Jojo I'll check your link too when I'm enjoying my wine later ..... Research always needs a glass of wine lol x


----------



## Tinman (Apr 23, 2013)

wilfiboy said:


> Shall we try and convert her Tess ???? .... Check the raw feeders thread I've just posted, it's just mentioning a couple of suppliers, but maybe worth looking at ??


I,m on to it - is there a minimum age when they can go on raw diet?


----------



## Janev1000 (Oct 4, 2011)

Hi Tracey

I know what you mean about the raw diet. I wish it had been as easy as throwing out some chicken wings but fussy Miss Honey wouldn't eat them like that. I had to cleaver all the meat into bite-sized pieces, which proved too much in the end - 3 boys, 2 dogs, etc, etc.

I use Canagan for treats and think it's great. The price varies greatly though between the flavours with the game one being quite expensive if it were their main diet. Symply and Canagan are made by the same people.
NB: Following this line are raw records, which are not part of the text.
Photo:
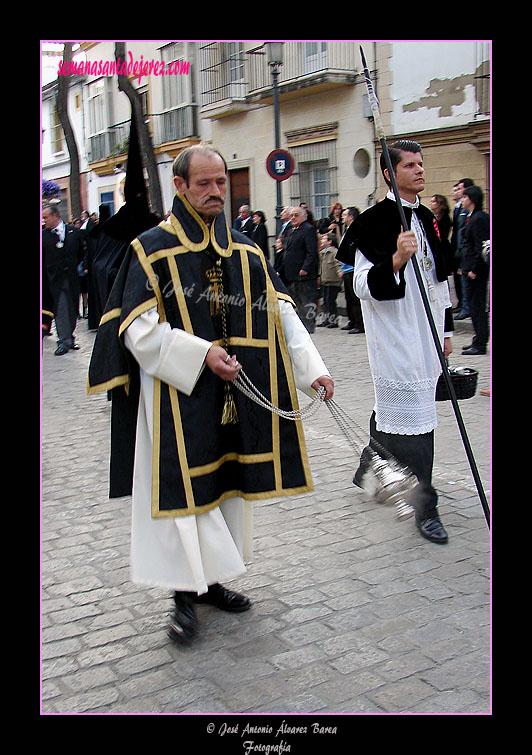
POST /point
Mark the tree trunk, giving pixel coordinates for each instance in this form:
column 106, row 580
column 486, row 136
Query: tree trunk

I now feed both mine Eden (available online) as this has been given the highest rating so far and both mine seem great on it. x


----------



## wilfiboy (Sep 18, 2010)

You can wean a pup straight from its mum onto raw, you don't have to give veg. There are two trains of thought. I suppose the feeding requirements of a pup changes as it grows wether it's raw or kibble, re amounts. x


----------



## Cat 53 (Aug 26, 2012)

I have just switched my mini Schnauzer to Autarky and its brilliant, so can thoroughly reccomend that. Re raw...have you thought of feeding tripe. It's a whole food for dogs and Max loves it. We buy a 2 kg pack for 80p. Lasts him 2 days = 4 meals. It gives him all he needs. We do give both dogs, apples, bananas, carrots, cooked veg left overs etc. but all dogs need a treat.


----------